Past Reviews

Regional Reviews: Minneapolis/St. Paul

Before You Were Alive
Illusion Theater
Review by Arthur Dorman | Season Schedule

Also see Arty's reviews of Journey's End, A New Brain, Unknown


Beth Gilleland
Photo by Lauren B Photography
Before You Were Alive is a labor of love, in the fullest sense of the word, for writer and performer Beth Gilleland. Gilleland has a long association with Illusion Theater, where Before You Were Alive was developed and is now having a world premiere production. A one-woman show featuring Gilleland and an onstage musician, it is funny, endearing, moving, and 100 percent tenderhearted

The show feels very much like a family affair. Early on, Gilleland tells the audience that, much to her surprise, at the age of forty-two, she fell in love with a family: father, daughter, son and dog. The father was a man who had, the pervious year, lost his wife to cancer. The daughter was his child from a previous marriage, with whom he shared custody with his ex-wife. The son, child of the father and his late second wife, was on the cusp of turning five without a mother. We never hear a great deal about the dog, but it seems like an affable pooch.

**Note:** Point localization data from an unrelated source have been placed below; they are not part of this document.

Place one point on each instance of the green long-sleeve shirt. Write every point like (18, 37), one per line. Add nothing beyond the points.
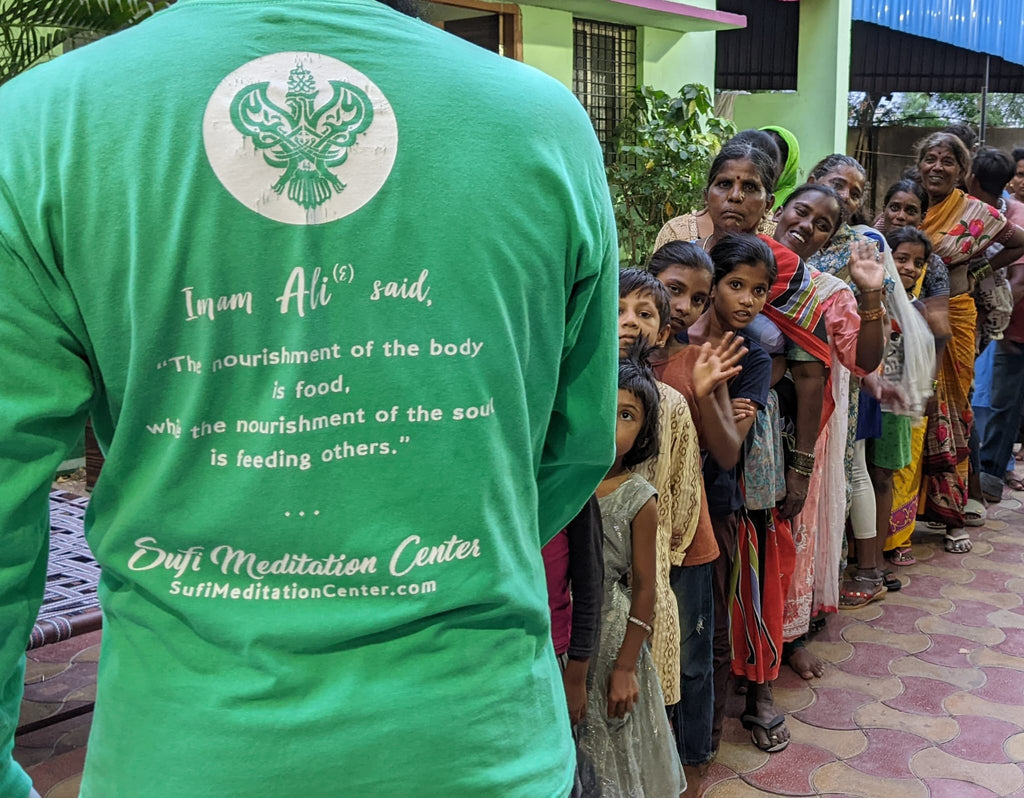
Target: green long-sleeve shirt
(338, 292)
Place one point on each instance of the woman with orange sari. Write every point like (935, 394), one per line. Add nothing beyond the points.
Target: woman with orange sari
(961, 227)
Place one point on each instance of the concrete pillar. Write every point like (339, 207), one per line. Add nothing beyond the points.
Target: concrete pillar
(817, 112)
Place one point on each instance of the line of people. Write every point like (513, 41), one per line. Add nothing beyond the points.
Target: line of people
(795, 395)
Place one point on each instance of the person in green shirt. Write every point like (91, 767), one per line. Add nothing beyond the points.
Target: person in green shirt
(337, 290)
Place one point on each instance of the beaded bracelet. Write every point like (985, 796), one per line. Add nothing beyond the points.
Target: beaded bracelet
(802, 460)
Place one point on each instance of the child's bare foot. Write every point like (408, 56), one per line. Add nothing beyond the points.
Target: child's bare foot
(805, 664)
(766, 723)
(694, 780)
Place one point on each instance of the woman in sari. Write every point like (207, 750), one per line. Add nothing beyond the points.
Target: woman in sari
(904, 206)
(698, 224)
(737, 197)
(961, 228)
(790, 151)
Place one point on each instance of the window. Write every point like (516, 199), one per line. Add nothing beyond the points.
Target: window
(604, 75)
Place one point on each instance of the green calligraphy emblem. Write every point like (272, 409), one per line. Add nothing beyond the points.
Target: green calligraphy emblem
(302, 139)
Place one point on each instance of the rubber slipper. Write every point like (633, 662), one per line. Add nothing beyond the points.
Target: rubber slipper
(750, 721)
(975, 513)
(853, 599)
(957, 544)
(902, 555)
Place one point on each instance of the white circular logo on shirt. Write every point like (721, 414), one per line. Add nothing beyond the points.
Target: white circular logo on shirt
(300, 137)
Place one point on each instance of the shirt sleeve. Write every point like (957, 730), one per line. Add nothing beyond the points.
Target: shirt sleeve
(580, 444)
(587, 579)
(45, 388)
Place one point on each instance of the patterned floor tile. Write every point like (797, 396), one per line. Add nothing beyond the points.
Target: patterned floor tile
(949, 652)
(937, 729)
(988, 658)
(842, 745)
(965, 678)
(947, 788)
(888, 754)
(981, 740)
(1014, 748)
(1001, 599)
(970, 613)
(834, 708)
(899, 619)
(870, 660)
(909, 643)
(1013, 644)
(968, 704)
(1003, 685)
(938, 625)
(840, 778)
(922, 697)
(741, 757)
(790, 771)
(879, 688)
(934, 763)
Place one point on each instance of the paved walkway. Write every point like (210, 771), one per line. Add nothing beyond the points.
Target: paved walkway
(924, 697)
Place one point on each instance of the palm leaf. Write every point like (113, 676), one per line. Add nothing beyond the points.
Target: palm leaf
(32, 31)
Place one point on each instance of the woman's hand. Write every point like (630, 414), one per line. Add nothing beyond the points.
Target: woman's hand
(889, 393)
(743, 409)
(718, 364)
(623, 693)
(574, 681)
(796, 494)
(865, 266)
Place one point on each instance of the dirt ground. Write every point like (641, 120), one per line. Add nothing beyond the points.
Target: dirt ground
(73, 483)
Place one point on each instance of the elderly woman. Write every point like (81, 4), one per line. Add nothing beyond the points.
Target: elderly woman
(961, 228)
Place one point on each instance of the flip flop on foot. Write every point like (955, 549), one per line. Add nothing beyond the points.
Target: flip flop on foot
(860, 591)
(767, 735)
(804, 664)
(902, 555)
(975, 513)
(957, 542)
(891, 581)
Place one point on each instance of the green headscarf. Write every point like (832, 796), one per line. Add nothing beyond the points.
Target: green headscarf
(787, 180)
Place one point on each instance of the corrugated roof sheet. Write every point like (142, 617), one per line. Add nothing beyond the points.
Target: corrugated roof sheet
(993, 27)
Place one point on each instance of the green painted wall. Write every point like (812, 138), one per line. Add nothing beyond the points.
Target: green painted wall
(547, 41)
(670, 59)
(816, 113)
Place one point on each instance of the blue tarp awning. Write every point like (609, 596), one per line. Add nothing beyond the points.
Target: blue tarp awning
(992, 27)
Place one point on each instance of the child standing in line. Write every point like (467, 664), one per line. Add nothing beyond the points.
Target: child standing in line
(626, 731)
(701, 375)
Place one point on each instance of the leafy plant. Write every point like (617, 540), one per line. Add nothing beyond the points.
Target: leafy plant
(665, 148)
(32, 31)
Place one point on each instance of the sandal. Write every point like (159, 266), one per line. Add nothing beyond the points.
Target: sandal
(902, 555)
(773, 745)
(975, 513)
(891, 581)
(851, 599)
(958, 543)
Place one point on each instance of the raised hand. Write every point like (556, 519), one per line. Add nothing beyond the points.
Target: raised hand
(717, 364)
(865, 266)
(742, 409)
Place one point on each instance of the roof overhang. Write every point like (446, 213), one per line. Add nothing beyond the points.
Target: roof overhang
(666, 14)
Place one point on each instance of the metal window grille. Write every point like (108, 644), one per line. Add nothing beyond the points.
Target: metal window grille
(604, 75)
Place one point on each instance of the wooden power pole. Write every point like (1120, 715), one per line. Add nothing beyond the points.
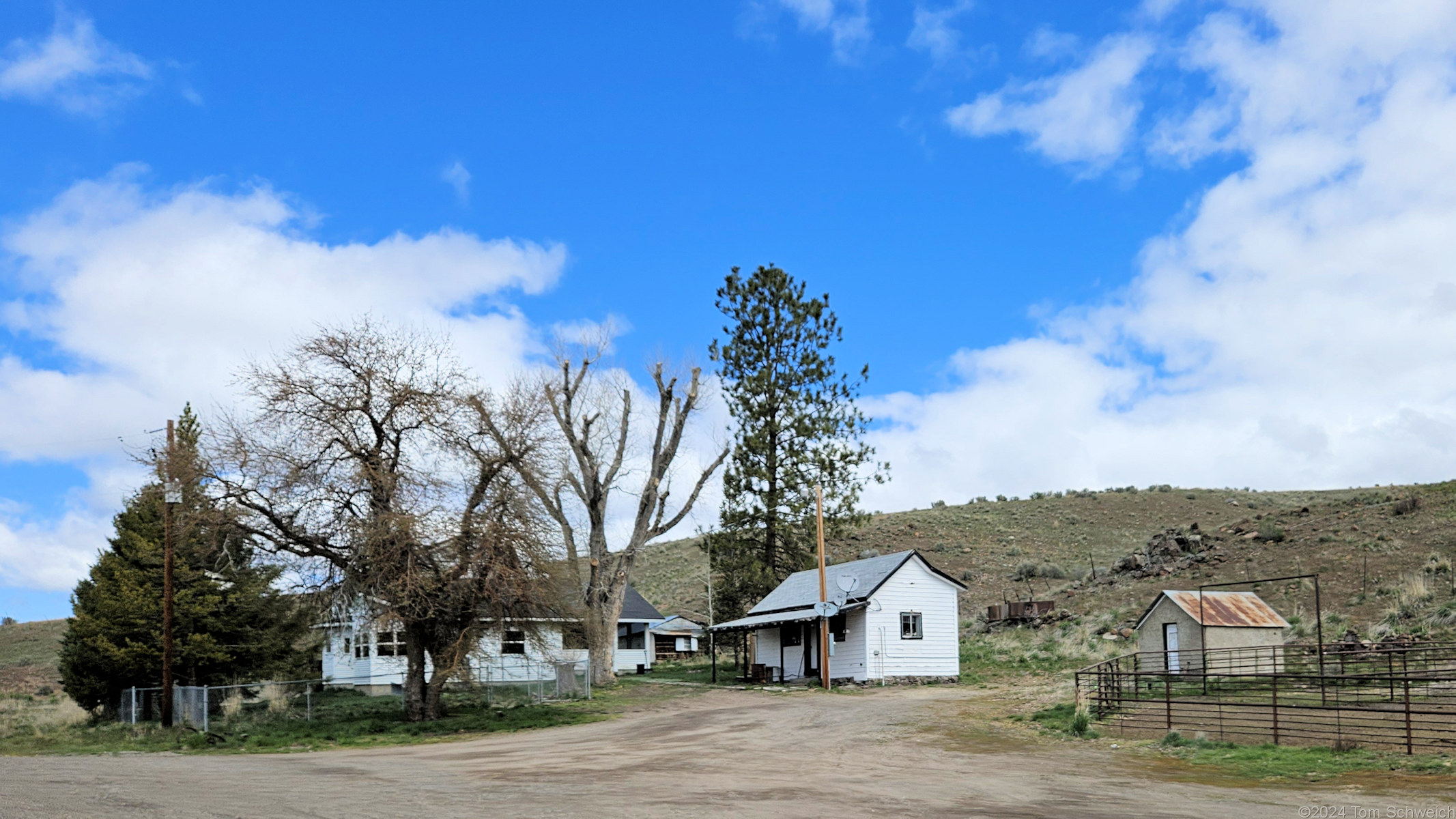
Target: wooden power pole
(169, 500)
(818, 510)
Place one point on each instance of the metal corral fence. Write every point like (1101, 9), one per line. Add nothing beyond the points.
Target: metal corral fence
(1394, 695)
(199, 704)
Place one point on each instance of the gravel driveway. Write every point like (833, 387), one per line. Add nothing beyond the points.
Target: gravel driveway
(709, 754)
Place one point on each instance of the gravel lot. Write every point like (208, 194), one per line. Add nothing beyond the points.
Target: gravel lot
(881, 753)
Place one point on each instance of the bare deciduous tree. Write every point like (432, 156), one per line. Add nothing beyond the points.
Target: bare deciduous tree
(593, 431)
(367, 455)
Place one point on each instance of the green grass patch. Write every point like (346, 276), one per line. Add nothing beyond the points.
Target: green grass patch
(1018, 652)
(1283, 762)
(1062, 719)
(31, 644)
(341, 719)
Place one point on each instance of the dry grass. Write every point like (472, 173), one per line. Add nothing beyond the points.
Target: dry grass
(23, 715)
(233, 704)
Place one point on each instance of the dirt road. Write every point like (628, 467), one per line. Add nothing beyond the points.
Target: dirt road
(709, 754)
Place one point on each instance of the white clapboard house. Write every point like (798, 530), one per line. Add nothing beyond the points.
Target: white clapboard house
(366, 654)
(900, 620)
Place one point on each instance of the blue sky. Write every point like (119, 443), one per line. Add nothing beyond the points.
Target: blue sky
(1076, 244)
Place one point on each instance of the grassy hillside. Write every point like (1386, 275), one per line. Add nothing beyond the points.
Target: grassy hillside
(28, 655)
(1353, 538)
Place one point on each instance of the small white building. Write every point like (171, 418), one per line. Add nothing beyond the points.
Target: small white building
(1240, 629)
(677, 637)
(369, 655)
(633, 652)
(900, 618)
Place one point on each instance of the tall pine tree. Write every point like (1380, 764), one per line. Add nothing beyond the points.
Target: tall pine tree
(231, 623)
(797, 427)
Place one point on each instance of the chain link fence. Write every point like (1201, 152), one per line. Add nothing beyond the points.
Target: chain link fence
(199, 706)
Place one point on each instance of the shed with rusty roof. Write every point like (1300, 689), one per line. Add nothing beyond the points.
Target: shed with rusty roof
(1178, 626)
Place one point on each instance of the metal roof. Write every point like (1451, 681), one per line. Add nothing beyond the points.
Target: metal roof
(679, 624)
(775, 617)
(801, 588)
(636, 607)
(1238, 610)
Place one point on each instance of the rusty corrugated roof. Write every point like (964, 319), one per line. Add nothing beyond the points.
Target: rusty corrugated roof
(1229, 609)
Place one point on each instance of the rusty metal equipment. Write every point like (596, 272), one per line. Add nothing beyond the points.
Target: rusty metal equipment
(1020, 610)
(1397, 695)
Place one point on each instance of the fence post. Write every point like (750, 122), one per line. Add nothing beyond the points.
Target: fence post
(1407, 682)
(1168, 700)
(1274, 706)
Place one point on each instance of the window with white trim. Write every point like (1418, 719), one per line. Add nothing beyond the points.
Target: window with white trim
(390, 645)
(513, 642)
(911, 626)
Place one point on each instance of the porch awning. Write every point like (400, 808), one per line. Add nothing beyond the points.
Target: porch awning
(775, 618)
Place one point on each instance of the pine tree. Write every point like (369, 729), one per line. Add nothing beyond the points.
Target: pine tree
(797, 427)
(231, 623)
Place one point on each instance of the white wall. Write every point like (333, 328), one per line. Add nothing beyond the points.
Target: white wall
(938, 654)
(543, 648)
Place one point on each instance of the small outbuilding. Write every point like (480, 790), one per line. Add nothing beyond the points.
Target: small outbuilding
(676, 637)
(899, 620)
(1180, 626)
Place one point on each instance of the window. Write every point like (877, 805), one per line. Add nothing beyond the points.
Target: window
(390, 645)
(574, 636)
(632, 636)
(513, 642)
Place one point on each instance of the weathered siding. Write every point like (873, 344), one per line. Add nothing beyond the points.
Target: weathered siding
(1191, 640)
(487, 664)
(767, 646)
(849, 655)
(1151, 636)
(915, 590)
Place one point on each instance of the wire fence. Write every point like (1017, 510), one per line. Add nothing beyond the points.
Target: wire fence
(1393, 695)
(197, 706)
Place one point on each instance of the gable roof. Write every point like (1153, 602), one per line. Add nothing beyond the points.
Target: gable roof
(1236, 610)
(801, 588)
(679, 624)
(636, 607)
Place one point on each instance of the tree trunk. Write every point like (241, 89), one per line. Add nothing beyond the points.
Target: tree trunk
(415, 706)
(601, 644)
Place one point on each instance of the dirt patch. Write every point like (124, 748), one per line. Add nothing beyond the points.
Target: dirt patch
(714, 754)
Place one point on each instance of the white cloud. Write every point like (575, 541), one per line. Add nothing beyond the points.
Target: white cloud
(1085, 115)
(74, 69)
(155, 299)
(934, 32)
(457, 178)
(1299, 332)
(1050, 44)
(846, 23)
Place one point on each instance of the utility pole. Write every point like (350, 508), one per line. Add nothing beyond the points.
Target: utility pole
(818, 508)
(172, 495)
(713, 637)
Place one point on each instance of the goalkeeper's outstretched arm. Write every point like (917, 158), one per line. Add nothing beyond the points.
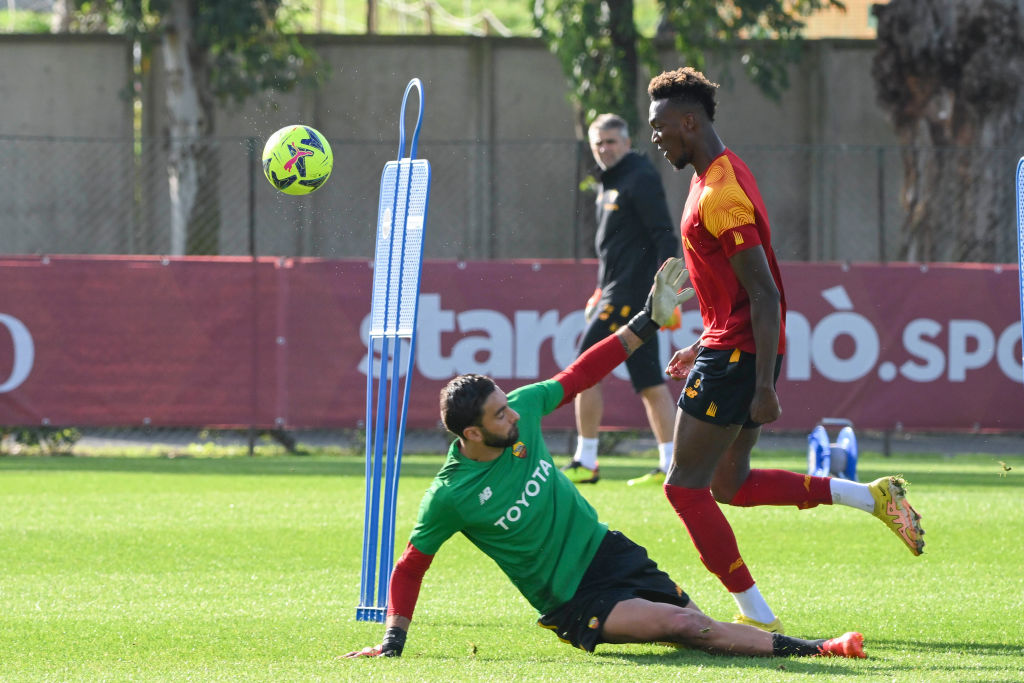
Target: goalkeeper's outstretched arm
(402, 594)
(594, 364)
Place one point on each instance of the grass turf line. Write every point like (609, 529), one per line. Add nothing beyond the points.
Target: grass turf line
(227, 568)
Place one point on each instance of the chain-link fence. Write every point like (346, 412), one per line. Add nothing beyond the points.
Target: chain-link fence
(508, 200)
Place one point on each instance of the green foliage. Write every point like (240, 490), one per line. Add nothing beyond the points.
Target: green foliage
(248, 568)
(590, 40)
(51, 440)
(22, 20)
(245, 47)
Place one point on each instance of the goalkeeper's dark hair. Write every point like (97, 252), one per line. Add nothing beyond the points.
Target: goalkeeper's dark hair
(462, 401)
(685, 86)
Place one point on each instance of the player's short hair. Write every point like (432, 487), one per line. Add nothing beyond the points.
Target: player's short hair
(606, 121)
(685, 86)
(462, 401)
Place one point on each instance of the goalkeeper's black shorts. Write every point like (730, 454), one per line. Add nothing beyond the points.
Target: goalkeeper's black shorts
(621, 570)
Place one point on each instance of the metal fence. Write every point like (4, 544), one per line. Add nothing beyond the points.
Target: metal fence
(515, 199)
(507, 200)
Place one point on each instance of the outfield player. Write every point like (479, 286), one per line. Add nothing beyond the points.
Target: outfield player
(500, 487)
(634, 236)
(731, 370)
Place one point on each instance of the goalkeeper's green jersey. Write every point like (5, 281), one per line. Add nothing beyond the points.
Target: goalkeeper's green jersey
(519, 509)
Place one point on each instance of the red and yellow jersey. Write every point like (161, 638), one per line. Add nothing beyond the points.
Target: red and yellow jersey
(724, 215)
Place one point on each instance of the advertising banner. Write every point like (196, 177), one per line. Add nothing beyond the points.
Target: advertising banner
(126, 341)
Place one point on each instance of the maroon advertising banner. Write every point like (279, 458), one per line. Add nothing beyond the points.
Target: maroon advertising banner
(233, 342)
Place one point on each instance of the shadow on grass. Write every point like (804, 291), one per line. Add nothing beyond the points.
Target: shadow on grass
(748, 666)
(958, 646)
(927, 471)
(417, 466)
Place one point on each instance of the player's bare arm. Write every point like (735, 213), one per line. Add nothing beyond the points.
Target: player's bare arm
(751, 266)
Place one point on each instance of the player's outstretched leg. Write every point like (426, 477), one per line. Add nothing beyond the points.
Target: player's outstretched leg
(580, 473)
(892, 507)
(775, 626)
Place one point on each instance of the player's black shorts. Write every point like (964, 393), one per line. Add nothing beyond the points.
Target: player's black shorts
(720, 387)
(620, 570)
(644, 365)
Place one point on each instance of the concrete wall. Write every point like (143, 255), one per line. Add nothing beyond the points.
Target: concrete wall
(498, 130)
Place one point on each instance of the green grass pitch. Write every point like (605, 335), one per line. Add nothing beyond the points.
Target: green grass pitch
(247, 568)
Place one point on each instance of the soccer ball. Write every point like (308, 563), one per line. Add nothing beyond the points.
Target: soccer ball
(297, 160)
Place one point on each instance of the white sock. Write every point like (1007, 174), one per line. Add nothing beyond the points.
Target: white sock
(586, 453)
(753, 605)
(851, 494)
(665, 453)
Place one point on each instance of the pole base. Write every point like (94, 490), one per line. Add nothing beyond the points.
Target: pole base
(364, 613)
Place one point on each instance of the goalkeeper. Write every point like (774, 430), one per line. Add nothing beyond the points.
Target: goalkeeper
(501, 488)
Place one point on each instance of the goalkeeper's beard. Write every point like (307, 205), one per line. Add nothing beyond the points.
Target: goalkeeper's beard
(498, 441)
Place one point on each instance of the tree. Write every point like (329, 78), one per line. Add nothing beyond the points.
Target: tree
(211, 50)
(601, 52)
(601, 49)
(949, 74)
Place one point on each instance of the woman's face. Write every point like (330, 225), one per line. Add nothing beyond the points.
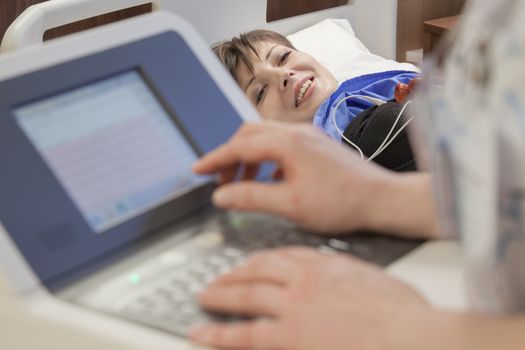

Before You Were Alive primarily deals with the close bond formed between Gilleland and the boy, developing as an independent entity even as she continued to draw closer to the father as well, eventually moving in with the family, thus becoming a part of it. This series of anecdotes begins with her attempt, after only dating the father for a few months, to assist him—and earn some approval points from his extended family and friends—in bringing a more gracious level of hospitality to the boy's haphazardly thrown together fifth birthday. It is an amusing story seasoned with irony and heart, and starts the show off on a very good foot.

Gilleland never reveals the names of any of these family members, referring only to the father, the boy, the daughter, and first mom. It is an interesting choice, but works well, creating a feeling of the playwright telling stories in which she happens to be a character, as opposed to telling us about her own life, deflecting the focus from herself and onto the boy. Over the course of Before You Were Alive, many more sweetly funny stories are told, as well as some that are sweetly sad, concerning the failing health of the boy's birth mother, with whom Gilleland had been acquainted. By the end of the program, the boy is ten years old, making it through his first decade of life with the love and unflinching support of two wonderful women.

These anecdotes, drawn upon fairly common life experiences, are enlivened by the boy's voice, which, it appears, contains a touch of the poet. For example, an evening playtime gets out of hand and Gilleland—whom he calls Bethy—calls it to an end and whisks the boy off to take his nighttime bath. The boy, sobbing about his game being so rudely curtailed, cries out "Nobody better take a bath in my bathwater, cause it's full of tears!". For her part, Gilleland, while clearly a beacon of kindness and good sense, owns up to just enough prickliness to give the stories a keen edge. And of course, there is the unfiltered inquisitiveness of young children, as when the boy at age five is taken off to bed and asks the father if he and Bethy are going to have a "sleepover."

Throughout the eighty-minute piece, the stories are accompanied or introduced with music—piccolo or saxophone—played by DB Carlson, some familiar tunes that match the story being told, others Carlson's original compositions. About midway, he performs an extended jazz-infused saxophone piece, one that issues swirling notes that give a sense of being carried away by feelings and thoughts, while allowing Gilleland to take an on-stage break from her lengthy narration.

Tech elements in this production are modest, but Dean Holzman provides three stylish banners hung from ceiling to floor that provide visual interest, and Barb Portinga has designed a costume for Ms. Gilleland that combines homey warmth with a flair of hipster artiness. Mike Wangen's lighting is well coordinated with the swells and recesses in the narratives' emotional path.

Though the story travels over gentle highs and lows, rather than huge peaks and valleys, Gilleland has devised it to end with a hugely welcome surprise. Before You Were Alive leaves you feeling warmth and goodness, with an appreciation for the many ways in which loving families can be formed. It is a mild entertainment, but one that nurtures the heart, a welcome reinforcement in a world where so much in our culture and politics chip away at it.

Before You Were Alive runs through November 9, 2019, at Illusion Theater, 528 Hennepin Avenue, Minneapolis MN. Tickets: $17.00 - $30.00. For tickets and information, call 612-339-4944 or visit illusiontheater.org.

Playwright: Beth Gilleland; Music: DB Carlson; Director: Michael Robins Fern; Set Design: Dean Holzman; Technical Director: Robin McIntyre; Costume Design: Barb Portinga; Lighting Design: Mike Wangen; Sound Design: Abe Gabor; Technical Director: Aaron Schoenrock; Stage Manager: Janet Hall.

Cast: Beth Gilleland (herself), DB Carlson (music).